Binary File

Compiling Process

The compilation process can be divided into five main stages:

  1. Lexical analysis
  2. Syntax analysis
  3. Semantic analysis
  4. Intermediate code generation
  5. Code optimization and generation

Compilation Procedure Using GCC

  1. Preprocessing: Use the -E option to preprocess the source code. This step expands macros, removes comments, and includes header files.
  2. Compilation: Use the -S option to compile the source code or preprocessed code to assembly language (.s file).
  3. Assembling: Use the -c option to assemble the source code or assembly code to object code (.o file).
  4. Linking: This step involves address and storage allocation, symbol binding, and relocation.
    By default, GCC performs dynamic linking. You can use the -static option to enable static linking.
    The linking process is accomplished by the system linker, ld.so (or sometimes simply ld).

You can use -save-temps option to preserve all intermediate files, and --verbose to display detailed information about GCC’s workflow.

ELF File Format

ELF (Executable and Linkable Format) is a standard file format for executable files, object files, shared libraries, and core dumps. It is designed to be platform-independent and flexible, supporting a wide range of computer architectures and operating systems.

Types of ELF

There are three types of ELF files:

  1. Executable Files
  2. Relocatable Files: These contain object code generated by the compiler but not yet linked into an executable file or a shared library.
  3. Shared Object Files: These are dynamically linked libraries that can be loaded at runtime.

Views of ELF File

An ELF file can be viewed from two perspectives: the Linking View and the Execution View.

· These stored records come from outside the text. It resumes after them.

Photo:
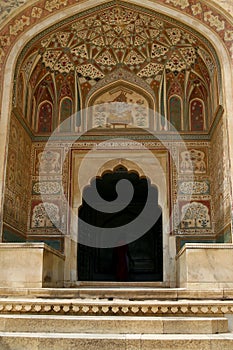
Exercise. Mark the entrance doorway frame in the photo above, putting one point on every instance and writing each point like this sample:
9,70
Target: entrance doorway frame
153,174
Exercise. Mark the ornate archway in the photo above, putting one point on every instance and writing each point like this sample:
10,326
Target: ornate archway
139,260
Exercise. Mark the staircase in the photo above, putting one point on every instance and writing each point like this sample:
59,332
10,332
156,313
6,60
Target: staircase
128,319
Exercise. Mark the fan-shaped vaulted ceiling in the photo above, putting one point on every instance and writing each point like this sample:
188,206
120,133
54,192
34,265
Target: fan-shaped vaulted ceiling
70,59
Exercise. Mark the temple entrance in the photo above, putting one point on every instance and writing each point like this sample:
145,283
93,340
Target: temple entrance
141,260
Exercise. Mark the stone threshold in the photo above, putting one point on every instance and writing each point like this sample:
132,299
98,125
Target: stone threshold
132,292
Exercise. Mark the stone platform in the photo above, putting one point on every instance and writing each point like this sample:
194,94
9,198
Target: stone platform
84,318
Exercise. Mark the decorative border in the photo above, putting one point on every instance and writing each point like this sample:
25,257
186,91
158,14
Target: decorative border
93,308
31,15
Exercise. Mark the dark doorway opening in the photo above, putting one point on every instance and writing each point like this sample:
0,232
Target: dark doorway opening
140,260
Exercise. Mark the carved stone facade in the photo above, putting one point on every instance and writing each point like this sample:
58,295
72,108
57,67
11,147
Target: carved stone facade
167,80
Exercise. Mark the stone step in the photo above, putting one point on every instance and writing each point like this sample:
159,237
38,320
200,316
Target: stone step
74,341
113,324
115,307
132,291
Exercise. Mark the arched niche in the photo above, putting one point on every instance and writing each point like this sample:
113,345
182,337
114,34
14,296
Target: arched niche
153,166
127,256
138,107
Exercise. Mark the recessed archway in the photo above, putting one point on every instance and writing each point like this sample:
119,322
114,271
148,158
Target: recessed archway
140,260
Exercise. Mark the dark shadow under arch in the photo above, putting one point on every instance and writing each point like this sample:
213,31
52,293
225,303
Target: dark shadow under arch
141,260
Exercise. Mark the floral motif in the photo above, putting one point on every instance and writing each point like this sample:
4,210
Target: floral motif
36,12
194,187
228,35
54,4
19,25
214,21
47,187
181,3
7,7
2,54
45,215
196,9
4,40
193,161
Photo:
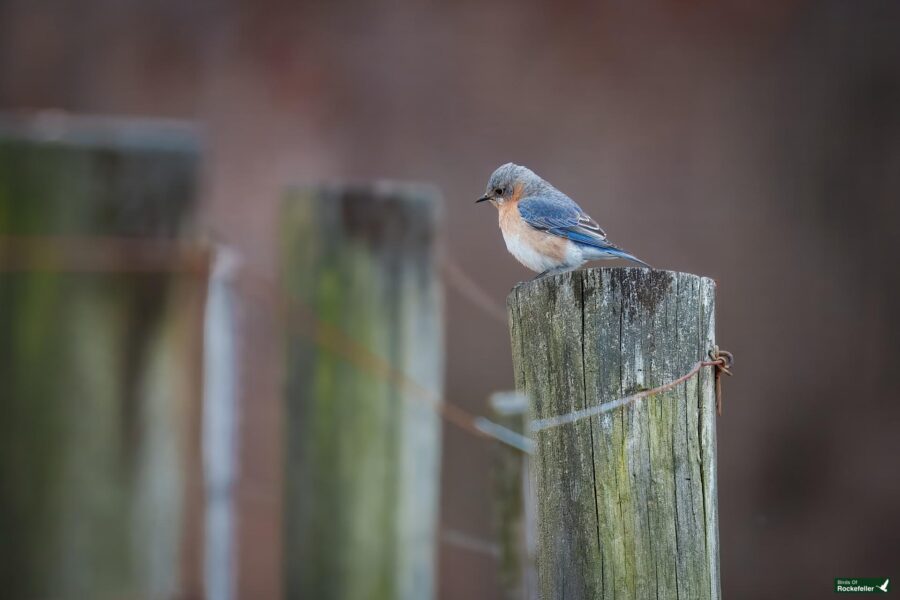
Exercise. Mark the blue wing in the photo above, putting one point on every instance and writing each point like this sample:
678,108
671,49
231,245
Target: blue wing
561,216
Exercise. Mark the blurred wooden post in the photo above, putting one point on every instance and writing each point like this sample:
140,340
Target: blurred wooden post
99,357
626,500
364,375
513,501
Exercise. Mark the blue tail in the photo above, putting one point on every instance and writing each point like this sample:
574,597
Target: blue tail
617,253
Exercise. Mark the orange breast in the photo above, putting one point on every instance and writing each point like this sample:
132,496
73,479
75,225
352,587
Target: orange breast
519,234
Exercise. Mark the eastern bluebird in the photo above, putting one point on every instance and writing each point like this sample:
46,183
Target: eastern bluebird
543,228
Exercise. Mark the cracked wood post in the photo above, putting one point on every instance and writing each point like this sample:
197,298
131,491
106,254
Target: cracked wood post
627,501
364,372
99,358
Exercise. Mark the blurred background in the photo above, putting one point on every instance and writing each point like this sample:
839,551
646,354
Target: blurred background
757,143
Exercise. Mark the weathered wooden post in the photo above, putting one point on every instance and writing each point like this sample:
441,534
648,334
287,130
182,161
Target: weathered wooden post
364,371
100,329
626,499
513,500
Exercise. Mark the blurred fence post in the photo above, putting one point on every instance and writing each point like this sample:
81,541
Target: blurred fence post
513,501
626,500
99,357
364,376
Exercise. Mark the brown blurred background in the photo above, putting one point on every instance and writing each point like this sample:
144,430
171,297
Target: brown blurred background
754,142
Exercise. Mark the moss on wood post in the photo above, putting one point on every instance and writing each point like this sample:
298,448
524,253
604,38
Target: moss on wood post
626,500
364,362
98,369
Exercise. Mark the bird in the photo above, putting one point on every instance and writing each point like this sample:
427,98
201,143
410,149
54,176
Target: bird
544,229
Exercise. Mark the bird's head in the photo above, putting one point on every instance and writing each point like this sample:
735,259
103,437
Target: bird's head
509,182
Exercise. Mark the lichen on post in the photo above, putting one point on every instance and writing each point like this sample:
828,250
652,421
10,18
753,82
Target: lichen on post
627,498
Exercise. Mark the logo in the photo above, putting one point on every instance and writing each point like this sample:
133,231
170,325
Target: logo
861,585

  • The Linking View divides the file into sections.
  • The Execution View divides the file into segments.

Here are some important sections:

  1. .text: Executable machine code.
  2. .data: Initialized global and static variables.
  3. .bss: Uninitialized global and static variables.
  4. .rodata: Read-only data, such as string literals and constants.
  5. .symtab: Symbol table, storing symbols definitions and references.
  6. .strtab: String table, storing symbol names and other strings.
  7. .dynamic: Dynamic linking information.
  8. .plt: Procedure Linkage Table, used for dynamic function calls.
  9. .got: Global Offset Table, used for resolving addresses in dynamic linking.

Useful Commands

Command readelf and objdump can be used to display information about ELF files.

  • For Linking View:
    readelf

    1. readelf -h <file> – Display the ELF file header.
    2. readelf -S <file> – Display the sections.
    3. readelf -s <file> – Display the symbols.
    4. readelf -r <file> – Display the relocation entries.
    5. readelf -d <file> – Display the dynamic section.
    6. readelf -x <section> <file> – Display the contents of the specified section.

    objdump

    1. objdump -x <file> – Display the header information.
    2. objdump -s <file> – Display the contents of the sections.
    3. objdump -d <file> – Display the disassembled code.

  • For Execution View:
    readelf

    1. readelf -l <file> – Display the program headers and the mapping of sections to segments.

Linking

Static Linking

A static linker combines multiple object files and libraries into a single executable file. Static linking can occur at compile time, load time and run time. There are two main tasks in static linking:

  1. Symbol resolution: Match each symbol reference(e.g., a function call or variable usage) with its definition.
  2. Relocation: Assign virtual memory address to all symbols and update their references accordingly.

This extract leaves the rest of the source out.